Appearing at a morning press conference on Wednesday, August 28, in downtown Fort Myers, fittingly along the city’s Caloosahatchee River waterfront, Gov. Rick Scott announced a $90 million pledge from the state to help minimize the region’s water troubles.
With funds coming from Florida’s Department of Transportation budget, the money will be used to construct a 2.6 mile-long bridge in western Miami-Dade County, replacing a current stretch of the Tamiami Trail.
The project is estimated to cost $180 million and the federal government will match dollar-for-dollar the state’s annual contribution of $30 million for three years.
Constructed in 1928, the well-known road is otherwise known as U.S. Highway 41, and connects the cities of Tampa and Miami. The specific part in question is a remote section of highway running south and east from Naples, which traverses some of the most barren lands in the state.
Except for a few Seminole Indian developments, the region may be uninhabited, but is ecologically rich and capable of impacting surrounding parts of South Florida.
The 100-mile stretch runs through the heart of the Everglades and has devastatingly prevented the “river of grass” from flowing naturally into Florida Bay for nearly a century.
Given this limitation, combined with a desire to prevent flooding of farmlands in central Florida, when summer rain raises the level of Lake Okeechobee, the Army Corps of Engineers must release fresh water into the Caloosahatchee and St. Lucie Rivers.

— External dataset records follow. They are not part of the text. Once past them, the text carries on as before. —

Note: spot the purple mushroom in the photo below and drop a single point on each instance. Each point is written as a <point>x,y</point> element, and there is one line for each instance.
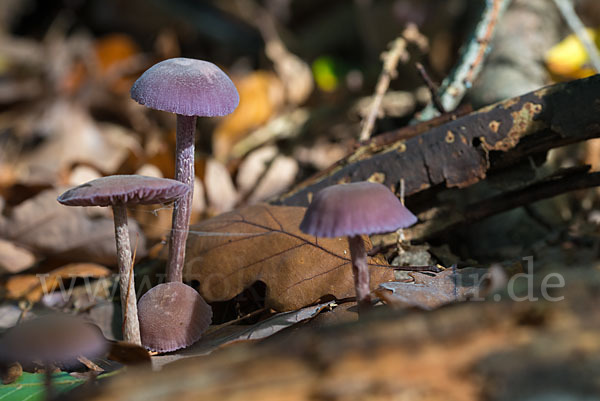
<point>188,88</point>
<point>119,191</point>
<point>353,210</point>
<point>172,316</point>
<point>52,341</point>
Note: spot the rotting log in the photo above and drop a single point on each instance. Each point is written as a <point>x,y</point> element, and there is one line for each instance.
<point>476,350</point>
<point>459,153</point>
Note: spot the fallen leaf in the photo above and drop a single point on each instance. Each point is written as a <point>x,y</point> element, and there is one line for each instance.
<point>263,243</point>
<point>265,173</point>
<point>46,227</point>
<point>33,287</point>
<point>13,258</point>
<point>229,334</point>
<point>261,95</point>
<point>31,386</point>
<point>429,292</point>
<point>71,136</point>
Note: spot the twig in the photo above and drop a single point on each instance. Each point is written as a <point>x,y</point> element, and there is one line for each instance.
<point>470,63</point>
<point>433,89</point>
<point>390,58</point>
<point>568,12</point>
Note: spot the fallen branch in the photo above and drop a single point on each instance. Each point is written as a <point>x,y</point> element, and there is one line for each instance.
<point>438,220</point>
<point>459,153</point>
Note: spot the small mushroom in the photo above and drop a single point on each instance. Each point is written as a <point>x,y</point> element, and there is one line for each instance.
<point>172,316</point>
<point>119,191</point>
<point>353,210</point>
<point>189,88</point>
<point>52,341</point>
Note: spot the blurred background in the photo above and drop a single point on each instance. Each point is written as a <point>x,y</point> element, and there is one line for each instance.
<point>305,70</point>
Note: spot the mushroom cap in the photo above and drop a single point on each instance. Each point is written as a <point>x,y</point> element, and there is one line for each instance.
<point>52,339</point>
<point>186,86</point>
<point>172,316</point>
<point>124,189</point>
<point>355,209</point>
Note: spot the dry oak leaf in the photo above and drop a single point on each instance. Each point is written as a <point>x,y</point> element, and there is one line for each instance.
<point>33,286</point>
<point>263,243</point>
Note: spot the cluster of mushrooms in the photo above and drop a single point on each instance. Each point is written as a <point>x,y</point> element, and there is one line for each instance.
<point>173,315</point>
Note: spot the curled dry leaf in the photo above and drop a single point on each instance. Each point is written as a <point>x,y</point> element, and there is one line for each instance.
<point>261,96</point>
<point>48,228</point>
<point>263,243</point>
<point>428,292</point>
<point>13,258</point>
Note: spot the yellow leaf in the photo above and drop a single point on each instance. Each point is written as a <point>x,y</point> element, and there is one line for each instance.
<point>568,58</point>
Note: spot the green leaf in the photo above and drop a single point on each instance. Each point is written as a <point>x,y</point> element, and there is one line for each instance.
<point>30,386</point>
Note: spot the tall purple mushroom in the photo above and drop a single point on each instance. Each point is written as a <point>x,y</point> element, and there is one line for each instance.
<point>119,191</point>
<point>52,341</point>
<point>188,88</point>
<point>353,210</point>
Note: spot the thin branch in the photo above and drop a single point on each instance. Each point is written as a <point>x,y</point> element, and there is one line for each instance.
<point>473,54</point>
<point>433,89</point>
<point>390,58</point>
<point>568,12</point>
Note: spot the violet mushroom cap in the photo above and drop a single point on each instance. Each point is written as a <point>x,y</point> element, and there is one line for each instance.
<point>125,189</point>
<point>118,191</point>
<point>355,209</point>
<point>172,316</point>
<point>188,87</point>
<point>352,210</point>
<point>52,340</point>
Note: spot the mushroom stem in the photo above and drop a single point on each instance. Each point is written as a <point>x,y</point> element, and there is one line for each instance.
<point>358,255</point>
<point>184,172</point>
<point>131,327</point>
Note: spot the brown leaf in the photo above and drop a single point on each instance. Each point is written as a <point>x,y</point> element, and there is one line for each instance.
<point>45,227</point>
<point>263,243</point>
<point>13,258</point>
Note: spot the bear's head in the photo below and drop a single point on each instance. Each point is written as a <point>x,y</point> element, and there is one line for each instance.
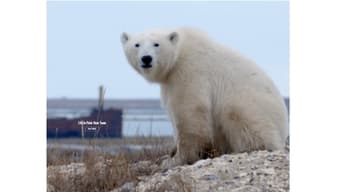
<point>152,54</point>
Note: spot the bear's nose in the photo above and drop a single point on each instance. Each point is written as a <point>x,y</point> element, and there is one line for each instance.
<point>147,61</point>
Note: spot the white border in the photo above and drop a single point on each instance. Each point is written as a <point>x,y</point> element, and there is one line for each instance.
<point>23,95</point>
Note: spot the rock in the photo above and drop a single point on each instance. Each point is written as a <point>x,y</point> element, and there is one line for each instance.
<point>255,171</point>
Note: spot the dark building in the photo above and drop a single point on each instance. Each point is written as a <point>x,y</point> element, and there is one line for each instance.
<point>66,122</point>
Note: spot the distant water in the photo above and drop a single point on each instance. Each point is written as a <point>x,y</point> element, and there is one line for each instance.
<point>138,123</point>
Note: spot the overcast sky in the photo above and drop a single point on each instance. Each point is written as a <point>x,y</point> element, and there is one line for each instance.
<point>84,49</point>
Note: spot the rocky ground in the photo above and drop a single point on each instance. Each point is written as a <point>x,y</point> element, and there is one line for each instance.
<point>255,171</point>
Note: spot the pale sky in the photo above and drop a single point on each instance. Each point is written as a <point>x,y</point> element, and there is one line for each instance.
<point>84,48</point>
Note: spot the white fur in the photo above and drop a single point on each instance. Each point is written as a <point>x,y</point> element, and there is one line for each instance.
<point>214,96</point>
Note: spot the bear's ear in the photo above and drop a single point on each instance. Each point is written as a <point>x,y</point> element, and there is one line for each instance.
<point>124,38</point>
<point>173,37</point>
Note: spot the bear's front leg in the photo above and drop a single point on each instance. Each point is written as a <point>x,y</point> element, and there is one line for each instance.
<point>194,134</point>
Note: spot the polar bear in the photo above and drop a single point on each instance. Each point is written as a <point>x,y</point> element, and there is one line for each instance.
<point>216,98</point>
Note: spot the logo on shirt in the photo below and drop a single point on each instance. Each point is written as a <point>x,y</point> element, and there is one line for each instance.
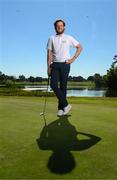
<point>64,41</point>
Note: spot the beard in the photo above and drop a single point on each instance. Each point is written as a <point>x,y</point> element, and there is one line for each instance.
<point>60,32</point>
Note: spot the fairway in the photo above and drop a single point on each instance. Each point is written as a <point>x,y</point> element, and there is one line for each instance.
<point>79,146</point>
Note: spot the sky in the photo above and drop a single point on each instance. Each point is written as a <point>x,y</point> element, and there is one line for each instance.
<point>26,25</point>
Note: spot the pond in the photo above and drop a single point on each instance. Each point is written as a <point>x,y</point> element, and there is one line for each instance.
<point>72,92</point>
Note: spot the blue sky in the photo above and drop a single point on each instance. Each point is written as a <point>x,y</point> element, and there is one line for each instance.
<point>25,26</point>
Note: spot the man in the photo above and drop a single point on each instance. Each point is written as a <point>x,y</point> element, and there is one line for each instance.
<point>58,62</point>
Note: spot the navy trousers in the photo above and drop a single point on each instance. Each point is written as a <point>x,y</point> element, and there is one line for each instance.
<point>58,82</point>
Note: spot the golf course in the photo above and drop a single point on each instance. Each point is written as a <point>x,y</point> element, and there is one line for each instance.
<point>81,145</point>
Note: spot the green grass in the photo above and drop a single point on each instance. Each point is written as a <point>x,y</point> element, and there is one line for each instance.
<point>80,146</point>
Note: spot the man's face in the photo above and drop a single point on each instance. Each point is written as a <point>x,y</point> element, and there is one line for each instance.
<point>60,28</point>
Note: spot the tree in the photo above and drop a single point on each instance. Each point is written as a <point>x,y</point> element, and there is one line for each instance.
<point>90,78</point>
<point>22,78</point>
<point>97,80</point>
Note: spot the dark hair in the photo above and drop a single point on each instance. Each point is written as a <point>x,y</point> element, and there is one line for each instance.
<point>59,20</point>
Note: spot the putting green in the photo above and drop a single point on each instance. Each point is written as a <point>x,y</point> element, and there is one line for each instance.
<point>79,146</point>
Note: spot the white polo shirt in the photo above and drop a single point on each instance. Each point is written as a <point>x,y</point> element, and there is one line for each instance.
<point>60,46</point>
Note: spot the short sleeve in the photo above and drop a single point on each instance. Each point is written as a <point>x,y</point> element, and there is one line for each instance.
<point>73,42</point>
<point>49,44</point>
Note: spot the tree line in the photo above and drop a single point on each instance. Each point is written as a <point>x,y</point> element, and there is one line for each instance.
<point>108,80</point>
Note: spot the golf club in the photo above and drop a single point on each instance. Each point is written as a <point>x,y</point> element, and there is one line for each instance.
<point>44,107</point>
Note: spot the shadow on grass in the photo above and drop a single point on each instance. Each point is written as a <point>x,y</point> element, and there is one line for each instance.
<point>61,137</point>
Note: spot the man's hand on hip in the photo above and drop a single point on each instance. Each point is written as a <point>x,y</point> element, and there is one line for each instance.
<point>69,61</point>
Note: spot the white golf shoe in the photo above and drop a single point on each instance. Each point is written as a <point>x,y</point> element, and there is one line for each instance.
<point>67,109</point>
<point>60,112</point>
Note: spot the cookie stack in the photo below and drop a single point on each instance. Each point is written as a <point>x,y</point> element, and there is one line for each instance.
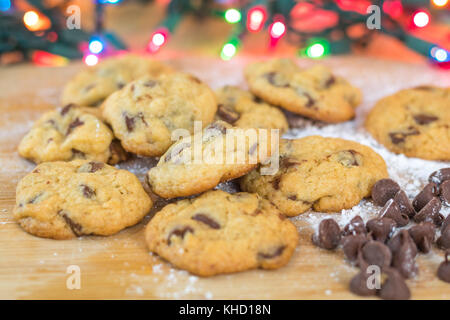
<point>133,105</point>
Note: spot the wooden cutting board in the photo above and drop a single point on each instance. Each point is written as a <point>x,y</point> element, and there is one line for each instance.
<point>120,266</point>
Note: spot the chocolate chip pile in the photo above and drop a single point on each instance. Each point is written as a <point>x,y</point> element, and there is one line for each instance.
<point>384,242</point>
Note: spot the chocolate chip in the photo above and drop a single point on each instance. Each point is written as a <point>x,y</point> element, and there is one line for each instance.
<point>257,99</point>
<point>359,284</point>
<point>330,81</point>
<point>383,190</point>
<point>76,228</point>
<point>276,80</point>
<point>446,223</point>
<point>76,123</point>
<point>444,240</point>
<point>34,199</point>
<point>352,244</point>
<point>355,226</point>
<point>130,122</point>
<point>206,220</point>
<point>179,232</point>
<point>217,126</point>
<point>404,204</point>
<point>150,83</point>
<point>349,158</point>
<point>117,152</point>
<point>423,235</point>
<point>394,288</point>
<point>66,109</point>
<point>425,196</point>
<point>89,87</point>
<point>77,154</point>
<point>276,182</point>
<point>227,114</point>
<point>444,269</point>
<point>399,137</point>
<point>430,212</point>
<point>424,119</point>
<point>376,253</point>
<point>445,192</point>
<point>87,191</point>
<point>440,176</point>
<point>328,236</point>
<point>272,255</point>
<point>404,251</point>
<point>95,166</point>
<point>195,79</point>
<point>392,210</point>
<point>176,150</point>
<point>380,228</point>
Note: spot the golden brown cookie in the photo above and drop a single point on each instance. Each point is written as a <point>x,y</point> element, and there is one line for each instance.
<point>92,85</point>
<point>415,122</point>
<point>63,200</point>
<point>242,109</point>
<point>70,133</point>
<point>220,232</point>
<point>186,169</point>
<point>145,112</point>
<point>314,92</point>
<point>326,174</point>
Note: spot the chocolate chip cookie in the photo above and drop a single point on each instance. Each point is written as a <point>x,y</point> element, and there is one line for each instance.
<point>70,133</point>
<point>326,174</point>
<point>92,85</point>
<point>414,122</point>
<point>220,232</point>
<point>63,200</point>
<point>242,109</point>
<point>145,112</point>
<point>198,163</point>
<point>314,92</point>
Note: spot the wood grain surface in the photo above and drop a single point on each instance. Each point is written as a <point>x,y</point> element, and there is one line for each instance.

Receiving hundreds of billions of gallons of added water every rainy season, estuaries of the Gulf of Mexico and Atlantic Ocean are proving incapable of handling the massive discharges without significant environmental consequences.
Brown water, elevated bacteria level, algae blooms, and fish kills are some of the side-effects experienced along both coasts. Leaders are not only concerned about the present impact of the state’s water policy, but also worried such quality-of-life costs could damage Florida’s critical tourism industry.
In March, a similar mile-long bridge was opened along the Tamiami Trail to enable the waters of a section of the Everglades to resume its natural southward flow.
The pathway over the Shark River Slough cost $81 million to complete over four years and has already received considerable praise from environmental groups.
It is hoped that the new 2.6 mile bridge will allow 210,000 acre feet of water to be re-directed. This will allow more water to flow south from Lake Okeechobee into the Everglades.
And that change could reduce the quantity of fresh-water discharges into the Caloosahatchee, something citizens of Southwest Florida have desired for decades.